The short, but perhaps unsatisfying answer is: when you have a prior reason to think that the effect of one variable might depend on what's going on with another variable.
For example, let's say I'm trying to model student scores on a math test as a function of math test scores in the previous year and a binary variable indicating whether the student attended a (randomly assigned) refresher course in rudimentary math topics.
Given that the course only covered rudimentary abilities there are good theoretical reasons to think that it might produce a bigger impact on test scores for students who started at a lower baseline, and little or no impact on those students who were already doing well (and thus already knew the rudimentary topics it covered). So I should include an interaction term between prior test scores and course attendance to test if this is true or not (I would predict that the interaction term coefficient would be negative and significant in this case).
Note that this decision was made purely based on my prior theoretical understanding of how the variables should (or could) work. I didn't run a model first without the interaction term and then check some diagnostic or run some post hoc tests.
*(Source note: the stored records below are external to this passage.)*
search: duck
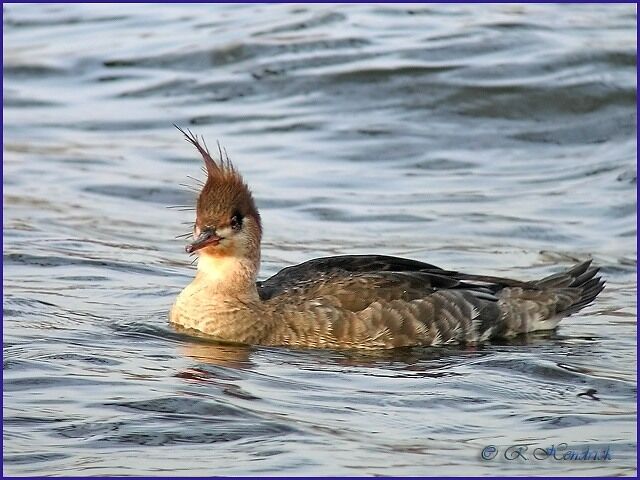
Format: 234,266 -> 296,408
169,126 -> 605,350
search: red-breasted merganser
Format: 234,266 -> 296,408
170,129 -> 604,349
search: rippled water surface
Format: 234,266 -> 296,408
3,5 -> 637,475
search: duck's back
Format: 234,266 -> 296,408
257,255 -> 604,348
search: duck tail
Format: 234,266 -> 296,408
535,260 -> 605,316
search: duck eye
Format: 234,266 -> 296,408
231,212 -> 242,230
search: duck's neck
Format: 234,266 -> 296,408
196,254 -> 260,299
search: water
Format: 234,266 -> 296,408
3,5 -> 637,475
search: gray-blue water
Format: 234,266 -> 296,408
3,5 -> 637,475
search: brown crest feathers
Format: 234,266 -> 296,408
173,123 -> 236,177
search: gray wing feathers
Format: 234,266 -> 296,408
266,258 -> 604,348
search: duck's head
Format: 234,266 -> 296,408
176,126 -> 262,260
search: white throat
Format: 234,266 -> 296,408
198,253 -> 258,296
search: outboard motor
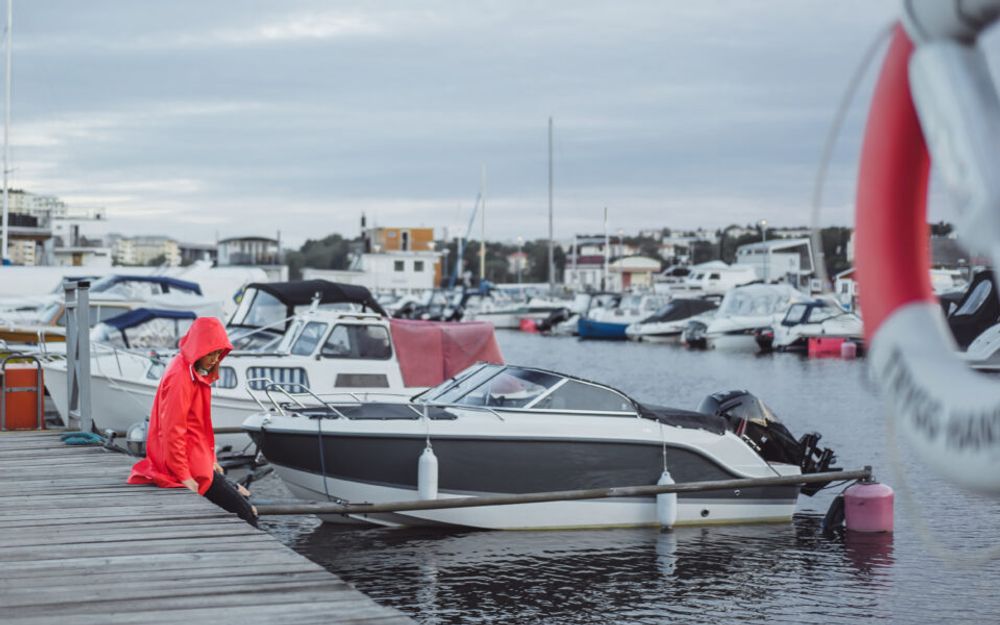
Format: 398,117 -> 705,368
535,308 -> 573,332
698,390 -> 838,495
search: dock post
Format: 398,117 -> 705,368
64,280 -> 93,432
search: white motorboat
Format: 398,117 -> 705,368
704,284 -> 809,351
757,297 -> 865,352
457,292 -> 566,330
43,280 -> 499,449
0,274 -> 223,349
243,364 -> 833,529
625,299 -> 718,343
669,260 -> 758,299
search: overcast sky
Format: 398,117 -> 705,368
11,0 -> 956,245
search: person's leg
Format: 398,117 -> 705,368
205,473 -> 257,527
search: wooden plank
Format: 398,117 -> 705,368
4,599 -> 413,625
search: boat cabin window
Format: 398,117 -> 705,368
457,367 -> 562,408
782,304 -> 809,326
291,321 -> 329,356
212,367 -> 236,388
247,367 -> 309,393
952,280 -> 993,317
320,324 -> 392,360
239,291 -> 288,332
808,306 -> 840,323
427,365 -> 502,404
146,360 -> 167,380
532,380 -> 635,413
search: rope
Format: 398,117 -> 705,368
809,24 -> 895,293
59,432 -> 105,445
315,415 -> 331,501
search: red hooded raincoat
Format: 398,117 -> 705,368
128,317 -> 233,495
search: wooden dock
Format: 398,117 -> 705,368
0,432 -> 413,625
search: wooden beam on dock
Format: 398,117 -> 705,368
0,432 -> 413,625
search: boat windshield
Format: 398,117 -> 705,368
455,367 -> 562,408
425,365 -> 503,404
719,291 -> 788,317
427,365 -> 563,408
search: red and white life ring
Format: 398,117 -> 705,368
856,23 -> 1000,494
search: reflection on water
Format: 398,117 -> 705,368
258,333 -> 1000,624
270,515 -> 893,623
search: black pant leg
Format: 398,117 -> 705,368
205,473 -> 257,527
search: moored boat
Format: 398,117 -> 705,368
243,364 -> 833,529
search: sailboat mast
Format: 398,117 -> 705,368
549,115 -> 556,295
0,0 -> 14,265
601,206 -> 611,291
479,165 -> 486,284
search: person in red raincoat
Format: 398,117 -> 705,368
128,317 -> 257,526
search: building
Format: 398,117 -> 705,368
735,238 -> 813,287
216,234 -> 288,281
177,243 -> 219,267
52,246 -> 114,267
302,251 -> 443,293
7,212 -> 52,265
108,234 -> 181,267
361,221 -> 435,254
217,237 -> 281,267
507,252 -> 528,282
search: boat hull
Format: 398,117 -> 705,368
256,427 -> 798,530
576,317 -> 629,341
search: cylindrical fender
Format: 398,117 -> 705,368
856,27 -> 1000,494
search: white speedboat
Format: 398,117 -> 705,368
757,298 -> 865,352
625,299 -> 719,343
243,364 -> 833,529
43,280 -> 499,449
704,284 -> 809,351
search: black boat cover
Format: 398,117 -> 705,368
948,270 -> 1000,349
247,280 -> 388,317
642,299 -> 719,323
635,402 -> 729,435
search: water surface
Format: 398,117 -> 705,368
258,332 -> 1000,624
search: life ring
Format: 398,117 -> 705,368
856,20 -> 1000,494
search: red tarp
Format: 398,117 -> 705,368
389,319 -> 503,386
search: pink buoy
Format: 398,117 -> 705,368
840,341 -> 858,360
844,482 -> 894,532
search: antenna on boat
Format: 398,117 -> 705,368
0,0 -> 14,265
549,115 -> 556,295
479,164 -> 486,284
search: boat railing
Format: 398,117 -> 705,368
247,377 -> 347,419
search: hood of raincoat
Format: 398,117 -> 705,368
179,317 -> 233,365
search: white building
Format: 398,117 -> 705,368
735,238 -> 813,287
52,247 -> 114,267
302,251 -> 443,293
607,256 -> 661,291
218,237 -> 281,267
563,254 -> 604,291
108,235 -> 181,267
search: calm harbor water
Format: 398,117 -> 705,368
256,332 -> 1000,624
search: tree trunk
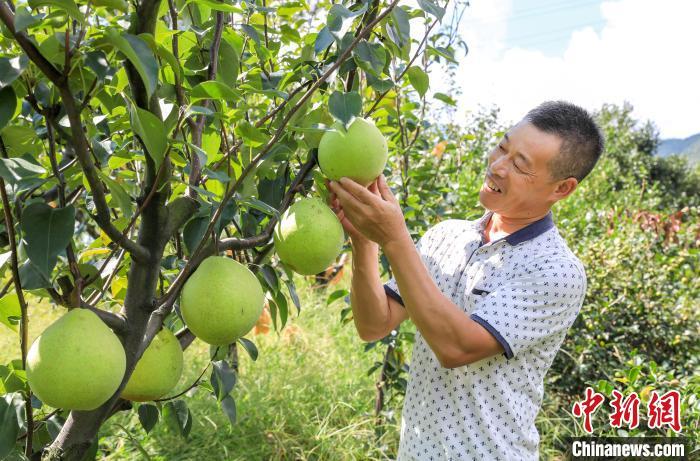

In general, when you are trying to decide how to specify a model - including whether to include interaction terms - you really want to try to make these decision based on prior theory and literature. It can be tempting to search for some sort of algorithmic approach ("if this number here is less than .05, then include an interaction") as you seem to be doing, but these approaches tend to cause big problems in practice - like unintentional p hacking. See prior discussions here about the problems with other attempts to specify models using "algorithmic" approaches.
In the case of interaction terms - there are always a large number of interaction terms that you COULD specify in any model. But if you try and check them all you will end up causing a multiple comparisons problems - you will find one of them to be significant at the .05 level just due to random chance, because you ran so many statistical tests. Plus some of these interaction terms - even if significant - will just make no substantive sense. Finally, including interaction terms in a model eats up degrees of freedom, makes the model harder to interpret, and reduces statistical power. So you only want to include an interaction term if you think that the benefit (in terms of interpretation and model fit) outweighs these costs.
In short: take a step back from diagnostics and think about what the variables you are considering for your model are actually doing, and why and how they might relate to the dependent variable. If you can think of a good substantive reason why the effect of one variable might depend on the level of another variable, then consider testing for an interaction between them.